She didn’t respond, so I said it again. “I’m sorry.”
“How sorry are you?”
“I don’t know. How sorry do you want me to be?”
“I want you to do something for me.”
I didn’t say anything. I seemed to know what she wanted.
She gripped my wrist and I pulled her up. She smoothed her skirt with her free hand and said, “I want you to go in and talk to Quintana.”
I moved on past her to the top of the porch.
“I’m serious about that,” she said, losing no ground behind me.
I turned and she was right there, so close we bumped together.
“He’s gonna treat you right. But you’ve got to do it now.”
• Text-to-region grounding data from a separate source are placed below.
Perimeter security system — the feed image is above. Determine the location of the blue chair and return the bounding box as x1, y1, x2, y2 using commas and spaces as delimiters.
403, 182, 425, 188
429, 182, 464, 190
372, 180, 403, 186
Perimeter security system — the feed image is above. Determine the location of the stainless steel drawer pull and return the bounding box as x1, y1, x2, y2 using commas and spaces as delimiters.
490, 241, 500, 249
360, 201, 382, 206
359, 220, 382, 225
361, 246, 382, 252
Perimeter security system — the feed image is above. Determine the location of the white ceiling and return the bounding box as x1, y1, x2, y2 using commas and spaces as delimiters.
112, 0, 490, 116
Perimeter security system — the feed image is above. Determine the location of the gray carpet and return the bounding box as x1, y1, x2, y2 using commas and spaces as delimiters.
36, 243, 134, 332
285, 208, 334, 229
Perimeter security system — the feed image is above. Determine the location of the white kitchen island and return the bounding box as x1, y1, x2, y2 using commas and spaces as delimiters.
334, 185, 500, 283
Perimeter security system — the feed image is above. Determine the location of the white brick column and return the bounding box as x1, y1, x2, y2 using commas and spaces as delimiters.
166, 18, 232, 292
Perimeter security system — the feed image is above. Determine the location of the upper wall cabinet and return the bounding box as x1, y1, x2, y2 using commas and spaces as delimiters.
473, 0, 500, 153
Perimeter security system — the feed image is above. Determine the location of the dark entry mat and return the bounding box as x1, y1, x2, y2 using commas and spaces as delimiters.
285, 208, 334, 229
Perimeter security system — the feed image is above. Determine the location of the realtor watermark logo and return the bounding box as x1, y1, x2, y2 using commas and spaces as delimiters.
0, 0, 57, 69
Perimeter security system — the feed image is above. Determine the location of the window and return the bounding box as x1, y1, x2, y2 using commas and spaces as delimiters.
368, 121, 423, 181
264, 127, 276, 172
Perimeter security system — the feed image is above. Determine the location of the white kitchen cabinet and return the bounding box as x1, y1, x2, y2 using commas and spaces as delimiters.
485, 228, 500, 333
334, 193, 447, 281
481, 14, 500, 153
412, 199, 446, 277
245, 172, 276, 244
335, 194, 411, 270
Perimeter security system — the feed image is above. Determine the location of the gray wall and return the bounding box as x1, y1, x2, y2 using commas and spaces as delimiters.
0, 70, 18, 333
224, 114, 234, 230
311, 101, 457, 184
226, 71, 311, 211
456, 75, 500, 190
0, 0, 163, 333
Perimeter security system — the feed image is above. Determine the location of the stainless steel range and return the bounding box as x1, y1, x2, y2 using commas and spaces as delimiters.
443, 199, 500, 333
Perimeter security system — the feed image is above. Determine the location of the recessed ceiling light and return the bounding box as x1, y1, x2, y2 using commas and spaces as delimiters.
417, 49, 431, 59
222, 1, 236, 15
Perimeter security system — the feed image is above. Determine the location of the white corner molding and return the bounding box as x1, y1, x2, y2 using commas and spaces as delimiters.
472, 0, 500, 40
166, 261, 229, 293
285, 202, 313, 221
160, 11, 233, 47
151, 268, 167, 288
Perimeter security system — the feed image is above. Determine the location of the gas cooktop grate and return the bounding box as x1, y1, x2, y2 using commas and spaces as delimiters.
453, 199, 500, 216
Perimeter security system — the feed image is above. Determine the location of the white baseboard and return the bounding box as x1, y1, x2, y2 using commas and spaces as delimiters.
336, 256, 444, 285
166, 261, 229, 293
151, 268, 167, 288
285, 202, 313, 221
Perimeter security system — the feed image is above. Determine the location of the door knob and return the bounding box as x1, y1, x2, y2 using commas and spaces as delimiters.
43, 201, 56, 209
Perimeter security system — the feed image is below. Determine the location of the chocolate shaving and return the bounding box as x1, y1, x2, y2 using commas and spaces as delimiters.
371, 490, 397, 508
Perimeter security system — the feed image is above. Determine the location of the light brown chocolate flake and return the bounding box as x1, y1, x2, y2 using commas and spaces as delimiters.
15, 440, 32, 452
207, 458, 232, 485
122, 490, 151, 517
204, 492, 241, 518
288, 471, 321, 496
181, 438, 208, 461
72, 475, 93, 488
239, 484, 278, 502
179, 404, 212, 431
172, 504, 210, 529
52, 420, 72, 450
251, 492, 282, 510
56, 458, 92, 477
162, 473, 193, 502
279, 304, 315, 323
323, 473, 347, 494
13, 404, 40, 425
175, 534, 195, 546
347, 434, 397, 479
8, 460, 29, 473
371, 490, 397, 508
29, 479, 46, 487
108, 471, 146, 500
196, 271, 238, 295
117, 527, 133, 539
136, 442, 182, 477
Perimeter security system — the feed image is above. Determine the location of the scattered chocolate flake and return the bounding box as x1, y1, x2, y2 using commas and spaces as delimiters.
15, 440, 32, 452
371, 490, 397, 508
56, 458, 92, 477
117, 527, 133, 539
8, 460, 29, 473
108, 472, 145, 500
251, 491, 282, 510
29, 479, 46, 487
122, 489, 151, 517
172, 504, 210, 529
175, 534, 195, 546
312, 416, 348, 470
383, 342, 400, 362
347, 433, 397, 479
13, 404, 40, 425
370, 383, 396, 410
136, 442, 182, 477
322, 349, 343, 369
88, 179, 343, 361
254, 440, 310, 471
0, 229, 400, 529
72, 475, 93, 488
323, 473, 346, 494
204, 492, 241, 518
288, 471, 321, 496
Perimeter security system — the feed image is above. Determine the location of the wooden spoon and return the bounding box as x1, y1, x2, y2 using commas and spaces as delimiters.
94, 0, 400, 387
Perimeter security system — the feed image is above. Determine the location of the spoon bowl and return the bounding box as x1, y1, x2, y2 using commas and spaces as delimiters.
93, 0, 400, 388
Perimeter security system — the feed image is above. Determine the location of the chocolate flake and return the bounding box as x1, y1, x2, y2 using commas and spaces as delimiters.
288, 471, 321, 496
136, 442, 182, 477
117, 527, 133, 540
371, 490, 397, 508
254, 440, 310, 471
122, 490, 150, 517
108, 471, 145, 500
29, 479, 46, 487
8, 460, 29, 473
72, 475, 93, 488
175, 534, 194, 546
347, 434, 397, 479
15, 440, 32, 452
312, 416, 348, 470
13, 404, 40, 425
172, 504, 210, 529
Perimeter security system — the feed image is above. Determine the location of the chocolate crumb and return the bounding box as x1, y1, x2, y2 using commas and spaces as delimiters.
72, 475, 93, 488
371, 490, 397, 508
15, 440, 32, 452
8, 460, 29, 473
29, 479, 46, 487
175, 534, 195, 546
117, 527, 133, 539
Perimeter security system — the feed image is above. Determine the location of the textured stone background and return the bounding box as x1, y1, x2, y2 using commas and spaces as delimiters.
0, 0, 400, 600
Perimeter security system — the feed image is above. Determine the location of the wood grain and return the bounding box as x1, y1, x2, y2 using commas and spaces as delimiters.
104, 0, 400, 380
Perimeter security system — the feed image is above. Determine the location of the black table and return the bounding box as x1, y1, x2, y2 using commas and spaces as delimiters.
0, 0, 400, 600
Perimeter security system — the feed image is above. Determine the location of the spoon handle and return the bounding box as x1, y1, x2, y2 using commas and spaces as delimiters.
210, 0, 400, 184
I unlocked the front door and stood aside so she could go in first. The house smelled musty and looked golden and gray. A light rain had begun, with the sun still shining off to the west, the dark places broken by splashes of streaky sunlight. She came in reluctantly, like an infidel desecrating a holy place, and I followed her on through the front room toward the kitchen. She stopped for a moment, seemed to be listening for something, then turned and looked at me across a shaft of watery yellow haze. “Am I imagining this,” she said, “or is something happening between us?” The question was sudden and improbable, infusing the air with erotic tension. I thought of the midnight supper we had had and how easily she had done the impossible, taken Rita’s place at the other end of the table. “It does seem to be,” I said. But I didn’t yet know the shape it might take or where it might go from here. She lived in Seattle and I lived in Denver, and neither of us had had time to give it much thought.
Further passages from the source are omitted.